In April, we posted about the significant protection afforded mortgage lenders and servicers as part of closing protection letters including recent judicial interpretations providing critical indemnity to lenders for “actual loss” in relation to closing instruction violations and fraud. Recently, we learned that title insurers are issuing a new version of the (Closing Protection Letter) CPL promulgated by the American Land Title Association with several major changes. It appears based on the ALTA committee who reviewed the old form that few, if any, mortgage lenders provided meaningful input. It also appears that the national title insurance underwriters have changed earlier indemnity language in the hopes of providing reduced indemnity in light of recent judicial interpretations. Of course, we encourage all mortgage lenders and servicers to consider the potential implications of the change in language, which we believe could detrimentally reshape the relationship between the closing agent, lender and title insurance underwriter at the closing table.
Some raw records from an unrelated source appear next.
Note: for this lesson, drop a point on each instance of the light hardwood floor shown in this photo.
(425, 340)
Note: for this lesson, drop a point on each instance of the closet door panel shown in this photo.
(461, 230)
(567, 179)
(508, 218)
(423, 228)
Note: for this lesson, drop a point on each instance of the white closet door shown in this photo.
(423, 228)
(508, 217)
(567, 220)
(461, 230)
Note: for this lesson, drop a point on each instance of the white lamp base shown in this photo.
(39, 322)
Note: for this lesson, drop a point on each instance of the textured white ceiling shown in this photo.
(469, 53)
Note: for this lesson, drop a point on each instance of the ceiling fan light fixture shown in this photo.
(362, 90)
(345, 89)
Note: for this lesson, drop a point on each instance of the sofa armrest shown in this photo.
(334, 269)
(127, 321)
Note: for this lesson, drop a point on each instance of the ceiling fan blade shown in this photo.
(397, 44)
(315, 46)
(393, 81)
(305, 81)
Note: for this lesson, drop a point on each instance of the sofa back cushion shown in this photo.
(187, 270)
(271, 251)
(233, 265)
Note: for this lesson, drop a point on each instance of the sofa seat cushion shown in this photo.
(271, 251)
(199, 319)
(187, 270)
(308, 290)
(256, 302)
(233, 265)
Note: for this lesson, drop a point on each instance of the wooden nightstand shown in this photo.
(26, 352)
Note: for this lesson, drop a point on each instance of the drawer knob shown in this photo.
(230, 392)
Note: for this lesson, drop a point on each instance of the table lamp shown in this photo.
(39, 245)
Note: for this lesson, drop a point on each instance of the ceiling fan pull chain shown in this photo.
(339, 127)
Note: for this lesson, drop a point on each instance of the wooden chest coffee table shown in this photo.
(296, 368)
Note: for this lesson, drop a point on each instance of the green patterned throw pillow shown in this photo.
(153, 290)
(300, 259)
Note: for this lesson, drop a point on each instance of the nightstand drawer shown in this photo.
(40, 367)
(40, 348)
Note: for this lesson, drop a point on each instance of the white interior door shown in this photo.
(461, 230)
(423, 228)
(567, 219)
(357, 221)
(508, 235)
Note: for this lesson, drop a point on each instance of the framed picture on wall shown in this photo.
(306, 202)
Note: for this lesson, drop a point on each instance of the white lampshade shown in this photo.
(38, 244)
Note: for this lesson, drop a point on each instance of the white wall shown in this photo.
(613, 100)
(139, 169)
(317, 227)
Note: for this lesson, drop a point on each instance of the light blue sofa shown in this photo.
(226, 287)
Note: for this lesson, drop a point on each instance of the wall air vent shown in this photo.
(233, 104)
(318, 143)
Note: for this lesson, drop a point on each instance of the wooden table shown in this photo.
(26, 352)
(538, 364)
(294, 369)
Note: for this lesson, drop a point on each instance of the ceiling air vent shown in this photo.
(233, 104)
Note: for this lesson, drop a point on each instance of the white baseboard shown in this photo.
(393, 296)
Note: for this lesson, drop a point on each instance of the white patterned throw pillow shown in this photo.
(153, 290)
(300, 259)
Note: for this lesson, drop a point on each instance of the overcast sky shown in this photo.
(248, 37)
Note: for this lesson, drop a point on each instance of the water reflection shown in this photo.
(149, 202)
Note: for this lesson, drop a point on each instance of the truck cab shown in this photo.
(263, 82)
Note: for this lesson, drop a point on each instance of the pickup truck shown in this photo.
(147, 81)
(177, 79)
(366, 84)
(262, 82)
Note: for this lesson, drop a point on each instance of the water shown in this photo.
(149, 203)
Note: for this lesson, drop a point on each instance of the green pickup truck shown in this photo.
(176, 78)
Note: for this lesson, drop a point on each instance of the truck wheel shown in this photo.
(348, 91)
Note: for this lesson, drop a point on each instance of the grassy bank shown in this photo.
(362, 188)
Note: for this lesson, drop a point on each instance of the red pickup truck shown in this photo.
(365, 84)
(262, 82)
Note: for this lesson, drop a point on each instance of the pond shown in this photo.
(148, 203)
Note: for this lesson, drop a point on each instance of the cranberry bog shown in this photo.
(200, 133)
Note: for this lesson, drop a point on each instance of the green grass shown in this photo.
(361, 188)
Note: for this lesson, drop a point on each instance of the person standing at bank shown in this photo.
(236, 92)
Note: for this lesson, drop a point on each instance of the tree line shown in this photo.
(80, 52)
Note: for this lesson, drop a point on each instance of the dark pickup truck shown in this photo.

As for changes to the CPL form, we note the following:

  • The old form provides indemnity for “actual loss” without restriction and the new form conditions the actual loss to “the money received by the Issuing Agent or Approved Attorney for the Real Estate Transaction.”
  • The new form includes a Condition 6 defining the loss as the same as “the Company’s liability under the [title policy] at the time written notice of a claim is made under this letter.” In other words, you can expect the title insurance industry to take the position that the CPL is nothing more than gap coverage with the same (but not greater) protections found in the title policy. This change begs the question – Is the new CPL worth the paper on which it was printed?
  • The new form states that a loss will be payable only if “Your loss is solely caused by” the failures or fraud of the closing agent. Mortgage lenders should expect title insurance underwriters to deny and reduce losses based on the purported contributory negligence of the lender including the age-old argument that the loss was caused by a high credit risk loan decision and not the failures or fraud of the agent.
  • The new form states, “In no event shall the Company be liable for a loss if the written notice of a claim is not received by the Company within one year from the date of the transmittal of Funds.” This language is particularly troubling given the self-concealing nature of closing agent errors and fraud.

If you are a mortgage loan originator, lender or servicer, you may be asking what you can do to prevent the potential negative application of these changes to the CPL. We recommend that your instructions to local title and closing agents be amended not to allow a closing without the provision of the earlier 1987 ALTA model CPL form. If lenders do not allow the use of the new CPL form, we expect ALTA and its member title insurers to engage in a more open dialogue regarding requested CPL form changes.